Search code examples
scalaserializationapache-flinkserializable

Identify which object is not serializable in Apache-Flink


I am writing a Flink transformer and I have a custom object Histogram with the following attributes:

case class Histogram(
  nRows: Int,
  nCols: Int,
  min: Int,
  step: Double,
  private val countMatrix: Array[ArrayBuffer[Double]],
  private val cutMatrixL1: Array[ArrayBuffer[Double]],
  val distribMatrixL1: Array[ArrayBuffer[Map[Int, Double]]],
  private val distribMatrixL2: Array[ArrayBuffer[Map[Int, Double]]],
  private val cutMatrixL2: ArrayBuffer[ArrayBuffer[Double]])
  extends Serializable {
    ???
}

This is my FitOperation:

implicit val fitOp = new FitOperation[PIDiscretizerTransformer, LabeledVector] {
    override def fit(
                      instance: PIDiscretizerTransformer,
                      fitParameters: ParameterMap,
                      input: DataSet[LabeledVector]): Unit = {

      // get params...

      val metric = input.map { x ⇒
        // (instance, histrogram totalCount)
        (x, Histogram(nAttrs, l1InitialBins, min, instance.step), 1)
      }.reduce { (m1, m2) ⇒
        // Update Layer 1
        val updatedL1 = updateL1(m1._1, m1._2, instance.step, initialElems, alpha, m1._3)

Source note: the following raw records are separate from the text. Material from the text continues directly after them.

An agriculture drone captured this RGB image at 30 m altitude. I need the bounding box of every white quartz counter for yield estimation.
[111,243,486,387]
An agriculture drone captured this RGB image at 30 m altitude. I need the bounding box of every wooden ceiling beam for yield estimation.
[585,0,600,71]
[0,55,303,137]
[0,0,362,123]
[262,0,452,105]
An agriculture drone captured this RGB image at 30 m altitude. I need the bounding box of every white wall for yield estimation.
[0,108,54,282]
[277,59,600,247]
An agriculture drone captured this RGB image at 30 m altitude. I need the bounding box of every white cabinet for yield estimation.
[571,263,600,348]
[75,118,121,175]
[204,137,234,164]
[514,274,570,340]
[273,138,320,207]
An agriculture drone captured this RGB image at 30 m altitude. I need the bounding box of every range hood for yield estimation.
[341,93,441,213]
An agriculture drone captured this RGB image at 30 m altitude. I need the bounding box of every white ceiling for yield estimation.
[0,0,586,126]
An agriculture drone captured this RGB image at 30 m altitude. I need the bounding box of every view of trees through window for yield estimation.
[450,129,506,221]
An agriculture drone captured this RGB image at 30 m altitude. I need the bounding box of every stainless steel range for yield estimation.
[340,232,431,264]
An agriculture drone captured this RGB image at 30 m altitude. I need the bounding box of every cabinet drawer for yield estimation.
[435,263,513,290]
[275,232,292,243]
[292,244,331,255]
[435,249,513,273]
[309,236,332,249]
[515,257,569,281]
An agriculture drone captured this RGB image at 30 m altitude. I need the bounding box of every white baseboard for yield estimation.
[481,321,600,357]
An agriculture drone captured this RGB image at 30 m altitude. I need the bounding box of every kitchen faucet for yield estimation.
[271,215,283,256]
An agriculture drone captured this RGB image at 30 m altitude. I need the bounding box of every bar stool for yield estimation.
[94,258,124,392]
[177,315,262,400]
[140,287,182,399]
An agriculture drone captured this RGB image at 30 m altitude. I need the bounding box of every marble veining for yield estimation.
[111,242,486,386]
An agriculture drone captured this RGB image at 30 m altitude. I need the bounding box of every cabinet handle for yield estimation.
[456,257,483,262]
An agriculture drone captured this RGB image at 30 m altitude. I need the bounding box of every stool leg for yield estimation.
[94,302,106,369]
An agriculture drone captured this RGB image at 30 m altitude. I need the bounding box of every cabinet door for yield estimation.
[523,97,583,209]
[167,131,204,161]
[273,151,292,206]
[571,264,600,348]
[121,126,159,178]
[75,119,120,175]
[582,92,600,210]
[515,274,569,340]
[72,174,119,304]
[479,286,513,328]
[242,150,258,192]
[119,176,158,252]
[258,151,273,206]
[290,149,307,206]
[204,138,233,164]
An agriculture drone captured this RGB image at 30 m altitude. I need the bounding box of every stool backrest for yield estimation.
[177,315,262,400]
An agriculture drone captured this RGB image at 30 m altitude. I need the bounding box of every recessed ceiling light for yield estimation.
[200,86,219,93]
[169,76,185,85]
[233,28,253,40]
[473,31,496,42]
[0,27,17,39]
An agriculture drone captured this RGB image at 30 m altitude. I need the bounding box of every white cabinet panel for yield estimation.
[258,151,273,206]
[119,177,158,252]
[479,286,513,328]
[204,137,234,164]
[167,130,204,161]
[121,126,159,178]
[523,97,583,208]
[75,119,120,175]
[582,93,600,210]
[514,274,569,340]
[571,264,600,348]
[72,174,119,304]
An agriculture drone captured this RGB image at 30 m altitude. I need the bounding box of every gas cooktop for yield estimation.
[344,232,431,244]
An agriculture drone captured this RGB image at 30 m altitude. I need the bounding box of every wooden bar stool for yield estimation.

        //         Update Layer 2 if neccesary
        val updatedL2 = if (m1._3 % l2updateExamples == 0) {
          updateL2(m1._1, updatedL1)
        } else updatedL1

        (m2._1, updatedL2, m1._3 + 1)
      }.map(_._2)

      //      instance.metricsOption = Some(metric)
    }
  }

This works well, but if I uncomment the last line: instance.metricsOption = Some(metric) I get a java.io.NotSerializableException: org.apache.flink.api.scala.DataSet

How could I find which object in my class Histogram is causing the problem? As far as I know ArrayBuffer is serializable, so is Map. Although I've found this SO question:

Map can not be serializable in scala?

which says .mapValues is not serializable, but I am not using .mapValues anywhere.


Solution

  • The problem is that you are referring to instance.step inside your MapFunction. instance is of type PIDiscretizerTransformer which cannot be serialized. Thus, you need to compute step outside of the MapFunction and pass the value into the function. Then your program should be serializable.